The plaintiffs’ counsel in Potash was disqualified for paying a former in-house attorney of one of the defendants to provide confidential information relating to the plaintiffs’ antitrust claim. Judge Richard Kyle found that by knowingly affiliating themselves with the defendant’s former attorney, the plaintiffs’ counsel had “created a risk that confidential information would be disclosed.” Potash, 1993 WL 543013, at *16. The court further determined that the plaintiffs’ attorneys who received confidential information were unable to “remove from their cognition or strategy the information ... wrongfully communicated to them,” and the benefits they derived from their relationship with the defendant’s former counsel would “continue to provide [the plaintiffs] counsel with an unfair advantage and taint [the] proceedings.” Id. Accordingly, the law firms whose attorneys had direct contact with the defendant’s former attorney were disqualified. Id. at *16.
2. Analysis
In the instant case, the circumstances warrant disqualification because conduct has occurred that taints these proceedings and, if left unremedied, potential*1119ly undermines public confidence in the legal profession.

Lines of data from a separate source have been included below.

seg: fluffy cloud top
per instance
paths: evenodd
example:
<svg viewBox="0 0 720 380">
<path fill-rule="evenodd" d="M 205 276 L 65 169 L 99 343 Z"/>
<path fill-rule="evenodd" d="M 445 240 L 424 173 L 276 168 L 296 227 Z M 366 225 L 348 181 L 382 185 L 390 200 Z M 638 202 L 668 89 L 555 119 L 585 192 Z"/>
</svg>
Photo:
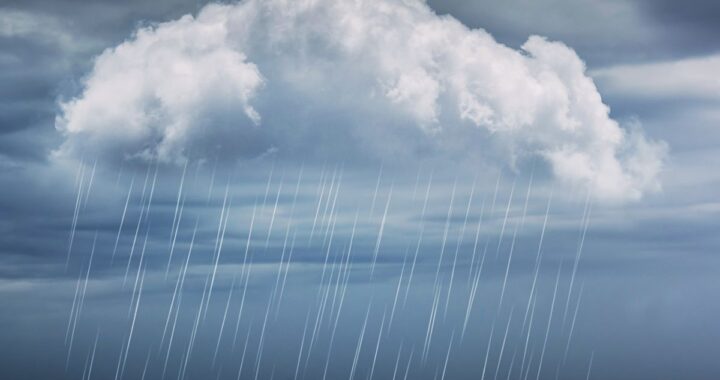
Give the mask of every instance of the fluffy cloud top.
<svg viewBox="0 0 720 380">
<path fill-rule="evenodd" d="M 664 144 L 628 133 L 562 43 L 515 50 L 420 1 L 247 0 L 144 28 L 61 104 L 58 154 L 514 165 L 604 198 L 658 186 Z"/>
</svg>

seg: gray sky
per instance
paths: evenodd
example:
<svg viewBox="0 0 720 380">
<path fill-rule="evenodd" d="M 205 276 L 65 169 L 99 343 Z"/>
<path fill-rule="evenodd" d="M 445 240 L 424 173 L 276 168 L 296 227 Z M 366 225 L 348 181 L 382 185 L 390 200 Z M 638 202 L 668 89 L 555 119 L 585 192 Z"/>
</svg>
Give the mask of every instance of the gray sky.
<svg viewBox="0 0 720 380">
<path fill-rule="evenodd" d="M 398 363 L 410 363 L 415 371 L 411 378 L 412 374 L 414 378 L 433 378 L 442 371 L 446 358 L 448 378 L 477 378 L 491 331 L 494 335 L 487 352 L 490 374 L 496 376 L 521 376 L 517 373 L 526 369 L 526 363 L 520 364 L 526 336 L 530 342 L 525 352 L 529 355 L 527 366 L 537 370 L 539 378 L 555 378 L 556 374 L 584 378 L 591 357 L 591 378 L 598 379 L 713 379 L 720 374 L 715 360 L 720 351 L 720 310 L 714 302 L 720 290 L 715 278 L 720 270 L 716 257 L 720 175 L 713 170 L 720 165 L 720 43 L 716 38 L 720 6 L 716 2 L 430 1 L 428 5 L 437 15 L 458 21 L 441 23 L 438 30 L 447 33 L 443 36 L 468 37 L 475 32 L 467 30 L 479 28 L 499 43 L 478 45 L 487 47 L 488 55 L 480 54 L 477 62 L 461 68 L 451 67 L 457 61 L 470 62 L 472 57 L 455 53 L 465 52 L 458 41 L 451 42 L 458 44 L 452 46 L 456 49 L 432 45 L 435 50 L 428 49 L 440 51 L 437 59 L 443 60 L 431 69 L 421 54 L 426 46 L 421 42 L 426 40 L 408 41 L 407 46 L 392 43 L 396 30 L 402 39 L 420 33 L 414 27 L 422 22 L 443 20 L 432 13 L 420 11 L 417 16 L 411 12 L 407 22 L 391 18 L 373 24 L 386 38 L 371 38 L 370 42 L 364 38 L 377 35 L 359 24 L 357 41 L 362 42 L 357 42 L 317 37 L 322 26 L 333 21 L 325 13 L 298 17 L 288 27 L 291 33 L 283 34 L 274 28 L 280 16 L 268 11 L 266 19 L 258 16 L 261 21 L 232 19 L 229 25 L 237 29 L 217 46 L 212 37 L 197 37 L 201 45 L 209 40 L 217 57 L 240 49 L 247 61 L 230 59 L 224 65 L 226 61 L 217 57 L 209 63 L 203 61 L 202 57 L 208 56 L 203 53 L 178 56 L 178 60 L 187 59 L 191 72 L 211 70 L 202 72 L 201 81 L 189 82 L 190 87 L 169 87 L 170 95 L 159 97 L 167 101 L 176 93 L 198 93 L 200 100 L 161 107 L 157 112 L 154 103 L 142 97 L 137 103 L 115 102 L 126 95 L 124 90 L 129 87 L 123 86 L 134 74 L 118 76 L 115 87 L 100 84 L 110 83 L 109 79 L 115 78 L 112 75 L 134 66 L 125 64 L 120 53 L 106 49 L 125 42 L 130 47 L 127 62 L 135 62 L 132 59 L 137 57 L 140 62 L 145 57 L 161 60 L 158 51 L 173 57 L 175 50 L 159 47 L 165 43 L 172 46 L 168 41 L 173 36 L 191 40 L 195 32 L 181 35 L 178 33 L 185 32 L 182 28 L 177 33 L 170 30 L 169 39 L 152 32 L 150 38 L 157 37 L 160 42 L 147 50 L 142 50 L 146 49 L 141 46 L 143 37 L 134 33 L 138 28 L 157 30 L 153 25 L 174 22 L 185 14 L 197 15 L 205 5 L 183 0 L 122 4 L 9 0 L 0 4 L 0 299 L 6 305 L 0 311 L 0 340 L 14 342 L 0 349 L 0 377 L 88 376 L 89 358 L 99 337 L 94 371 L 103 378 L 116 376 L 118 368 L 125 378 L 140 378 L 146 362 L 150 363 L 148 376 L 160 378 L 166 360 L 171 368 L 168 377 L 187 371 L 187 378 L 207 378 L 208 373 L 236 378 L 246 341 L 252 359 L 241 373 L 243 378 L 253 378 L 256 373 L 270 378 L 274 371 L 277 378 L 291 378 L 306 316 L 310 321 L 322 316 L 318 317 L 315 352 L 302 357 L 308 363 L 303 370 L 307 378 L 319 378 L 324 371 L 348 376 L 364 323 L 371 333 L 358 350 L 357 376 L 376 371 L 377 377 L 390 378 L 395 359 L 400 357 Z M 358 22 L 377 18 L 375 13 L 367 14 Z M 460 23 L 467 29 L 458 29 Z M 246 25 L 251 26 L 242 29 Z M 307 25 L 320 25 L 321 32 Z M 303 34 L 306 29 L 310 30 Z M 565 48 L 539 43 L 535 50 L 526 49 L 524 44 L 531 35 L 562 42 L 577 53 L 586 70 L 562 65 L 580 62 L 568 56 Z M 272 45 L 273 41 L 277 45 Z M 353 50 L 353 41 L 361 47 L 360 54 Z M 338 45 L 348 50 L 333 50 Z M 96 61 L 104 51 L 109 56 L 108 66 Z M 346 51 L 351 53 L 345 56 Z M 534 128 L 530 132 L 496 132 L 485 129 L 495 121 L 451 114 L 453 107 L 465 104 L 458 100 L 462 91 L 449 90 L 454 88 L 451 84 L 456 75 L 480 83 L 468 91 L 486 100 L 494 114 L 505 117 L 502 120 L 522 115 L 523 111 L 517 110 L 525 110 L 521 106 L 534 101 L 539 109 L 547 106 L 547 114 L 565 109 L 565 103 L 554 102 L 555 98 L 547 104 L 541 102 L 551 98 L 551 92 L 538 96 L 540 100 L 523 97 L 532 92 L 528 88 L 503 93 L 497 88 L 504 88 L 508 79 L 486 73 L 493 63 L 501 66 L 499 73 L 515 73 L 514 65 L 520 62 L 529 74 L 527 78 L 518 74 L 521 79 L 513 83 L 522 87 L 529 78 L 538 80 L 546 90 L 551 82 L 540 81 L 545 77 L 533 71 L 540 67 L 535 66 L 537 57 L 544 52 L 550 52 L 544 64 L 556 66 L 540 65 L 546 70 L 543 73 L 558 78 L 574 75 L 558 86 L 571 89 L 583 78 L 597 86 L 601 103 L 581 107 L 571 102 L 567 106 L 579 120 L 591 120 L 587 129 L 568 135 L 562 122 L 556 126 L 556 119 L 545 119 L 545 113 L 539 112 L 528 124 Z M 203 66 L 206 63 L 208 66 Z M 254 72 L 250 64 L 262 74 L 257 86 L 251 83 Z M 478 65 L 487 70 L 473 69 Z M 118 69 L 108 69 L 112 74 L 108 76 L 103 67 Z M 408 67 L 417 70 L 405 70 Z M 245 70 L 238 81 L 240 89 L 250 94 L 249 100 L 241 97 L 242 101 L 225 104 L 223 86 L 233 83 L 224 79 L 238 70 Z M 418 70 L 429 74 L 417 76 Z M 182 82 L 166 77 L 168 72 L 139 71 L 145 75 L 143 83 L 151 83 L 151 87 Z M 220 73 L 216 82 L 210 77 L 213 72 Z M 428 77 L 440 83 L 440 90 L 432 83 L 426 86 L 423 80 Z M 409 79 L 403 82 L 402 78 Z M 202 83 L 212 85 L 205 88 Z M 419 87 L 413 86 L 417 83 Z M 103 92 L 107 88 L 110 90 Z M 385 91 L 390 101 L 374 90 Z M 427 103 L 426 95 L 433 91 L 439 95 Z M 490 95 L 483 98 L 485 94 Z M 110 97 L 107 103 L 111 106 L 120 105 L 98 105 L 96 100 L 105 96 Z M 77 99 L 87 100 L 88 108 L 78 107 L 74 114 L 63 108 Z M 499 100 L 493 103 L 494 99 Z M 596 119 L 584 118 L 591 113 L 588 107 L 602 104 L 609 107 L 609 117 L 604 116 L 597 125 L 593 124 Z M 157 117 L 141 123 L 156 134 L 135 138 L 130 127 L 108 128 L 115 119 L 103 121 L 105 110 L 135 110 L 135 106 L 142 112 L 151 110 L 143 116 Z M 89 110 L 89 118 L 83 116 L 84 109 Z M 131 119 L 126 114 L 118 117 Z M 172 130 L 168 121 L 187 123 L 182 125 L 189 137 L 176 145 L 157 143 L 168 140 Z M 233 123 L 250 127 L 237 132 L 228 127 Z M 454 127 L 463 123 L 479 128 Z M 605 137 L 602 131 L 607 123 L 616 123 L 628 133 L 641 131 L 642 142 L 622 147 L 595 145 Z M 216 125 L 220 127 L 209 127 Z M 72 126 L 86 129 L 67 132 Z M 442 127 L 442 132 L 434 131 L 436 127 Z M 644 142 L 667 148 L 667 155 L 657 159 L 662 169 L 657 175 L 648 174 L 649 179 L 643 173 L 653 170 L 657 157 L 643 150 Z M 581 180 L 585 177 L 572 165 L 582 160 L 552 161 L 542 155 L 569 145 L 579 147 L 581 156 L 587 156 L 581 158 L 591 163 L 604 162 L 598 152 L 608 146 L 616 149 L 612 157 L 617 157 L 621 177 L 629 178 L 629 184 L 617 185 L 613 177 L 607 188 L 617 190 L 621 201 L 603 199 L 606 188 L 599 185 L 588 195 Z M 171 159 L 158 163 L 163 147 Z M 80 151 L 89 153 L 78 154 Z M 150 152 L 152 159 L 138 160 L 142 158 L 138 152 Z M 176 153 L 190 159 L 185 170 L 182 160 L 179 164 L 173 161 Z M 123 159 L 131 154 L 135 156 Z M 597 169 L 590 176 L 606 178 L 606 174 Z M 592 183 L 600 182 L 595 178 Z M 659 187 L 653 186 L 655 182 Z M 424 201 L 426 191 L 428 200 Z M 634 191 L 639 195 L 625 196 Z M 228 199 L 232 206 L 224 208 Z M 549 201 L 547 232 L 543 234 Z M 179 220 L 178 205 L 184 210 Z M 188 260 L 190 274 L 185 277 L 180 273 L 195 223 L 199 225 L 193 242 L 196 256 Z M 248 239 L 251 225 L 254 237 Z M 353 263 L 354 269 L 343 272 L 343 252 L 355 236 L 353 227 L 357 229 L 356 250 L 345 265 Z M 208 302 L 204 297 L 209 279 L 215 277 L 210 273 L 218 231 L 223 229 L 227 236 L 223 252 L 227 254 L 218 260 L 219 274 L 213 280 L 217 290 Z M 383 238 L 378 237 L 379 231 Z M 174 236 L 177 251 L 170 248 Z M 423 236 L 420 241 L 419 236 Z M 538 250 L 540 236 L 543 248 Z M 293 265 L 283 269 L 288 242 L 295 240 L 302 243 L 296 242 Z M 477 304 L 470 309 L 468 335 L 463 343 L 457 343 L 479 265 L 475 241 L 481 248 L 485 245 L 488 261 L 482 280 L 478 280 Z M 248 249 L 254 275 L 243 285 L 247 267 L 243 258 Z M 168 257 L 171 250 L 174 258 Z M 138 262 L 138 254 L 145 251 L 147 258 Z M 540 251 L 543 261 L 536 266 Z M 408 285 L 408 258 L 413 252 L 419 255 L 417 279 Z M 326 255 L 337 260 L 332 261 L 337 269 L 329 275 L 331 280 L 322 269 Z M 377 273 L 370 269 L 375 260 L 379 260 Z M 533 328 L 537 330 L 530 334 L 523 317 L 535 269 L 539 280 L 537 325 Z M 284 303 L 276 294 L 282 281 L 278 273 L 283 270 L 289 273 Z M 558 270 L 557 304 L 551 307 Z M 143 298 L 134 304 L 140 278 Z M 187 278 L 187 284 L 180 286 L 181 293 L 185 289 L 184 303 L 170 306 L 181 278 Z M 322 303 L 316 302 L 323 299 L 325 285 L 318 284 L 342 284 L 341 280 L 348 284 L 346 309 L 341 313 L 332 298 L 332 306 L 327 306 L 331 311 L 322 314 L 318 307 Z M 397 289 L 404 290 L 396 287 L 398 283 L 407 285 L 408 300 L 388 327 L 383 312 L 389 313 L 396 291 L 400 293 Z M 500 301 L 503 283 L 508 288 L 502 296 L 506 299 Z M 86 290 L 82 290 L 85 284 Z M 449 284 L 456 293 L 441 305 L 446 307 L 446 315 L 438 322 L 435 335 L 431 334 L 434 346 L 421 363 L 422 351 L 429 344 L 427 318 L 434 296 L 443 304 L 446 299 L 439 294 L 448 291 Z M 335 291 L 337 286 L 327 288 Z M 227 326 L 222 325 L 223 311 L 237 313 L 241 293 L 248 294 L 246 314 L 242 318 L 233 314 Z M 82 306 L 78 294 L 86 294 Z M 332 292 L 328 294 L 334 297 Z M 197 315 L 202 307 L 197 305 L 202 302 L 208 302 L 207 316 L 200 324 Z M 273 302 L 277 302 L 273 306 L 276 311 L 266 314 L 272 310 L 266 306 Z M 577 322 L 571 324 L 576 306 Z M 139 310 L 139 332 L 132 338 L 128 316 L 134 310 Z M 275 319 L 272 313 L 276 313 Z M 366 313 L 369 319 L 364 321 Z M 259 326 L 267 315 L 272 322 L 267 342 L 261 343 L 264 330 Z M 341 331 L 330 343 L 332 324 L 323 318 L 337 315 L 342 316 L 338 318 Z M 175 316 L 181 332 L 175 346 L 168 346 L 167 338 L 160 335 Z M 507 352 L 501 349 L 506 324 Z M 371 363 L 381 325 L 388 330 L 384 330 L 387 335 L 380 335 L 382 359 L 375 368 Z M 543 345 L 545 328 L 550 338 L 549 344 Z M 237 344 L 233 344 L 233 329 L 240 334 Z M 243 340 L 246 333 L 250 338 Z M 68 336 L 75 339 L 70 344 Z M 198 348 L 188 348 L 194 336 Z M 216 346 L 218 336 L 223 339 Z M 455 346 L 450 345 L 451 337 Z M 326 369 L 323 366 L 331 344 L 339 348 L 333 353 L 336 360 Z M 124 348 L 127 345 L 131 349 Z M 409 357 L 410 347 L 417 362 Z M 194 355 L 190 364 L 183 362 L 188 357 L 185 350 Z M 213 358 L 216 350 L 220 353 Z M 547 358 L 539 368 L 541 350 Z M 257 364 L 263 352 L 277 354 Z M 123 355 L 127 358 L 119 362 L 118 356 Z M 37 366 L 38 360 L 47 365 Z"/>
</svg>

There is a strong likelihood that the Halunen firm’s repeated contacts with Doe intruded upon Target’s right to confidentiality and privilege. As in Potash and Arnold, the circumstances involve a high-level6 employee who had significant exposure to the adverse party’s privileged information. In fact, while Potash and Arnold involved contact with an organization’s fanner constituents, the Halunen firm’s first consultation with Doe on December 10, 2009 occurred while she was still employed by Target, a fact which should have waved an immediate cautionary flag. Like the executive in Arnold, Doe had no formal legal training, and “was not in a position to determine what ... information was diseloseable and what was not diseloseable without assistance of counsel. Thus, it is conceivable, if not likely, that privileged and confidential information was disclosed by [Doe] in conversation, even if unconsciously.” Arnold, 2004 WL 2203410, at *8; see also Biocore Med. Techs., Inc. v. Khosrowshahi, 181 F.R.D. 660, 674 (D.Kan.1998) (finding a “reasonable possibility” that a former employee who had exposure to the confidential information of her former employer may have improperly disclosed the information).
Indeed, there is no dispute that the Halunen firm’s repeated contacts with Doe did in fact elicit privileged documents that were reviewed in at least a “perfunctory” fashion by counsel at the Halunen firm on December 29, 2009, and February 4, 2010.7 Instead of ceasing its review, immediately informing Target it was in possession of the privileged documents, and returning the documents, the Halunen firm held some of the documents for more than a month, despite Target’s timely demand for their return. By conducting the privilege review and retaining Target’s privileged documents, the Halunen firm “risked creating the appearance of impropriety” and now “asks this Court, the parties, and the public to ignore the appearance of impropriety and simply trust that upon conducting its own privilege review of [Target’s] documents, [the Halunen firm] did not substantively review the documents.” Arnold, 2004 WL 2203410, at *10.
Although the Court is inclined to accept the Halunen firm’s assurances that the documents in the sealed envelope were not substantively reviewed and that their production did not intrude on Target’s privileged matters, Doe disclosed at least two attorney-client communications that the Halunen firm reviewed and evaluated; namely, (1) the conversation from the October 2009 meeting in which Doe discussed the STL classification theory with Schmitt, and (2) Doe’s November 30, 2009 e-mail describing counsel’s reaction to a legal issue raised by Doe.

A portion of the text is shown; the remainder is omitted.